Upon completion of the merger, the two companies combined to form the publicly traded Prologis, Inc. The common stock of the combined company is now trading under the symbol PLD on the New York Stock Exchange as of Friday, June 3. The company's corporate headquarters are in San Francisco, and the company's operations headquarters are in Denver. Prologis, Inc. is structured as an UPREIT.

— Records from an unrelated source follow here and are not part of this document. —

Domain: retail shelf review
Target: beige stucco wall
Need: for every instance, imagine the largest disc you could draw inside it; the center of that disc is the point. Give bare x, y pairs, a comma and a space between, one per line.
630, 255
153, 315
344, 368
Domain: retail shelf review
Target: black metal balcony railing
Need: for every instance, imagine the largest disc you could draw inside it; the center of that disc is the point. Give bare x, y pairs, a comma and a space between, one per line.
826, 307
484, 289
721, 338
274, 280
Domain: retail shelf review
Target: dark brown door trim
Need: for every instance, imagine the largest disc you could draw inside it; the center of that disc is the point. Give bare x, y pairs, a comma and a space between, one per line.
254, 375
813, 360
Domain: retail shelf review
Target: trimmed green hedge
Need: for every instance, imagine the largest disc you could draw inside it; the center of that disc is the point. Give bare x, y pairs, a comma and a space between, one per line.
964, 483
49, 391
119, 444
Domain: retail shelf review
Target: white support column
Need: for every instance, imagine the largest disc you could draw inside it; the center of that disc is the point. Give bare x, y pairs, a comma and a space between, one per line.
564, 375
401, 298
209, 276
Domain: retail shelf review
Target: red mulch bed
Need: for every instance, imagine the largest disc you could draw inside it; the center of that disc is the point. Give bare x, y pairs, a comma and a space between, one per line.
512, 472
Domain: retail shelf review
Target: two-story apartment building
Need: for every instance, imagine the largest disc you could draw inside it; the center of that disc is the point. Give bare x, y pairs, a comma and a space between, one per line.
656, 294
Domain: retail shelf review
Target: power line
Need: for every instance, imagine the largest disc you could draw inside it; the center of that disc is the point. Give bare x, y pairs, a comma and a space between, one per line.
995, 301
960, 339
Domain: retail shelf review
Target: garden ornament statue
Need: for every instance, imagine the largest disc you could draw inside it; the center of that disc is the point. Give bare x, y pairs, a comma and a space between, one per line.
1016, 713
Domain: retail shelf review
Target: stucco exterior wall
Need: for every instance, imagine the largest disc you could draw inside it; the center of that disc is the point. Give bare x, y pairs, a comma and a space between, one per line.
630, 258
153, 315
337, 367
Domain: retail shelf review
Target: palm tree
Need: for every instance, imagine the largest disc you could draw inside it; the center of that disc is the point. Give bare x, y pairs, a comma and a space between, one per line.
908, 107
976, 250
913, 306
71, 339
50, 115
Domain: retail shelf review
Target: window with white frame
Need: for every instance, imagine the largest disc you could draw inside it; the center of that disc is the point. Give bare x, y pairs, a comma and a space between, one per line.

More than 498 million, or 87.4 percent, of ProLogis' outstanding shares were voted, with approximately 99.6 percent of those voted in favor of the merger proposal. With the merger now in effect, each ProLogis common share has been exchanged into 0.4464 of a newly issued common share of AMB, while each share of AMB common stock remains as one share of the combined company's common stock. Former ProLogis common equity holders hold approximately 60 percent of the combined company's common stock, and former AMB common equity holders hold approximately 40 percent.
The combined company boasts more than 600 million square feet of modern distribution facilities owned and managed in 22 countries. The company is expected to have a pro forma equity market cap of approximately $15.7 billion.
“This merger brings together two great organizations to form an even stronger global industrial real estate company,” said Hamid R. Moghadam, chairman and co-CEO. “We are excited to move forward with a clear strategy to pursue growth opportunities around the world.”
“Prologis is poised for a bright future,” said Walter C. Rakowich, co-CEO. “We are primed to deliver on the promise of great products and service for our customers, career opportunities for our people and sector-leading returns for our stockholders.”
A video of Moghadam and Rakowich commenting on the merger can be found here.
Moghadam and Rakowich will serve as co-CEOs of the combined company through December 31, 2012, at which time Rakowich will retire and Moghadam will become sole CEO. Until then, Moghadam will focus on shaping the company's vision, strategy and private capital franchise, and Rakowich will focus on operations, specifically the integration of the two platforms and the optimization of merger synergies. In addition, Moghadam will be chairman of the Board and Rakowich will serve as chairman of the Board's executive committee.
Besides Moghadam and Rakowich, the members of the Board of Directors include: Lydia H. Kennard, J. Michael Losh, Jeffrey L. Skelton and Carl B. Webb, former members of the board of directors of AMB; and George L. Fotiades, Christine N. Garvey, Irving F. Lyons III, D. Michael Steuert and William D. Zollars, former members of the board of trustees of ProLogis. Irving F. Lyons III will serve as lead independent director.
The transaction creates expected annual gross savings of approximately $80 million in G&A to be realized by the end of 2012. The company anticipates an improved cost of capital with greater financial flexibility and that its expanded footprint will generate increased revenue opportunities.
Morgan Stanley acted as financial advisor to ProLogis, and Greenberg Traurig and Mayer Brown acted as legal advisors to ProLogis. J.P. Morgan Securities LLC acted as financial advisor to AMB, and Wachtell, Lipton, Rosen & Katz acted as legal advisor to AMB.